The finding was made as part of the first underwater excavation carried out by the Arab Gulf country.
It comes after a team from the British company Blue Water Recoveries and the Oman ministry of heritage and culture began exploring the site of an early 16th-century Portuguese shipwreck in 2013. The site, located in Al Hallaniyah island’s Ghubbat ar Rahib Bay, was initially discovered in 1998.
The team has since determined that the wreck likely came from Esmerelda, one of two ships lost in a storm during Da Gama's second voyage to India, according to an article published on Tuesday by The International Journal of Nautical Archaeology.
Esmeralda sank during a storm near Al Hallaniyah island in the Arabian Sea in May 1503, killing Da Gama's uncle, commander Vicente Sodre, and all those aboard.

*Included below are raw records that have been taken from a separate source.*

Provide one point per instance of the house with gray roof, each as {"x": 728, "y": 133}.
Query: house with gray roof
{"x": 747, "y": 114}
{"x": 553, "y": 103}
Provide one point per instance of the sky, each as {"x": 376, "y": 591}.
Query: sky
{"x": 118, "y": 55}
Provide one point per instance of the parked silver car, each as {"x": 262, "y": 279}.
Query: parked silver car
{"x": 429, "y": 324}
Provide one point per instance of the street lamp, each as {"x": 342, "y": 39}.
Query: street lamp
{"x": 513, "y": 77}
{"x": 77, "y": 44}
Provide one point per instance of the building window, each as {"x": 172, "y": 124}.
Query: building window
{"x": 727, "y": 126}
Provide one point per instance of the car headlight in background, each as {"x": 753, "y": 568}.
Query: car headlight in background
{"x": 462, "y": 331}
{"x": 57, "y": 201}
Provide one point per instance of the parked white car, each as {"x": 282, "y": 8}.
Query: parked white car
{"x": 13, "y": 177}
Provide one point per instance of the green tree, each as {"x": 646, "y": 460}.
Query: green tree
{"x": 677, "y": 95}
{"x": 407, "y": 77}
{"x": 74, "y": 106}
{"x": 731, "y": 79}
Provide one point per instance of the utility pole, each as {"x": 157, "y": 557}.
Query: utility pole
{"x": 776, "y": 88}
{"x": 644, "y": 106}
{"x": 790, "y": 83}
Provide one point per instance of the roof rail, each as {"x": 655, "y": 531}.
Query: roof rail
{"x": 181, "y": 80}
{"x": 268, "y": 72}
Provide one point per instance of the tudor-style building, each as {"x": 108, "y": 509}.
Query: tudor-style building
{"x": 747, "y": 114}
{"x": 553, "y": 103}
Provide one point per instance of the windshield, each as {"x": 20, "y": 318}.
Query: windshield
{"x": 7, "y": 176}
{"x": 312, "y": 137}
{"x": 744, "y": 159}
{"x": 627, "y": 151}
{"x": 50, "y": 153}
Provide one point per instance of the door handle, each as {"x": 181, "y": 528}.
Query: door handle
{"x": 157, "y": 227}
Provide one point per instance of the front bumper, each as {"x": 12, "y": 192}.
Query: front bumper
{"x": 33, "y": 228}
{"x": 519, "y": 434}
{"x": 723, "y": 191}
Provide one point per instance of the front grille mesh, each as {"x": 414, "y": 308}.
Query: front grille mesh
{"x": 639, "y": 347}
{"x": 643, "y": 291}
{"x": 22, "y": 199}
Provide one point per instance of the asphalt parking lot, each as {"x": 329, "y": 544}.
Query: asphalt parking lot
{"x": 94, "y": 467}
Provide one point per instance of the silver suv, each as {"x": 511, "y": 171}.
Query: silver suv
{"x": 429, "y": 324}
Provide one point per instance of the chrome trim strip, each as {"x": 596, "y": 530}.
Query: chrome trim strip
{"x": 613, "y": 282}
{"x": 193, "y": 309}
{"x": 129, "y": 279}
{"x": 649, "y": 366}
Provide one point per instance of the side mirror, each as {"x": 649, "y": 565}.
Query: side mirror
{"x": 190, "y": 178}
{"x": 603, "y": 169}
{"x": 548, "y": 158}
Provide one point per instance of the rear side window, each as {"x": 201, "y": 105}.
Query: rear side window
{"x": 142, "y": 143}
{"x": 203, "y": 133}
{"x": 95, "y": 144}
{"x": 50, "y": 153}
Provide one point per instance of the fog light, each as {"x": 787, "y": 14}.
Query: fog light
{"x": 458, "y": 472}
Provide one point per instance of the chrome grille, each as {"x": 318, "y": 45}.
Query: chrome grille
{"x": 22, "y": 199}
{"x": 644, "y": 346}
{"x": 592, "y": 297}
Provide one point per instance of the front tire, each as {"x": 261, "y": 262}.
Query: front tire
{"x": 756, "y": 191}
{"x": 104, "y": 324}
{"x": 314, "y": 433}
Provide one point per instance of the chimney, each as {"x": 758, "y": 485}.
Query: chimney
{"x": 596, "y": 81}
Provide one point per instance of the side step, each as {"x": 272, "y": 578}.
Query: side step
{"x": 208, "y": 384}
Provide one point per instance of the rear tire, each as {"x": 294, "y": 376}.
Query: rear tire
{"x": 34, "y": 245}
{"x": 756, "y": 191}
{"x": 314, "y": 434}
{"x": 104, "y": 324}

Among a stone shot, ceramics, a bell and other debris found at the site, divers discovered an incredibly rare silver coin called an Indio, of which only one other is known to exist today, said David L Mearns, the director of Blue Water Recoveries.
The coins were forged in 1499 after Da Gama’s first voyage to India, which helps date the wreckage, he said.
“That was an amazing discovery,” Mr Mearns said. “It was like a thing you read about in a Hollywood story.”
Ayoub Al Busaidi, supervisor of marine archaeology at the Oman Ministry of Heritage and Culture, said the find marked the first underwater excavation carried out by his country.
He said it inspired officials to continue to explore the waters around the sultanate for other finds.
“Oman is now looking at outside archives to read about the relationships and trade between Oman and the outside world,” Mr Al Busaidi said.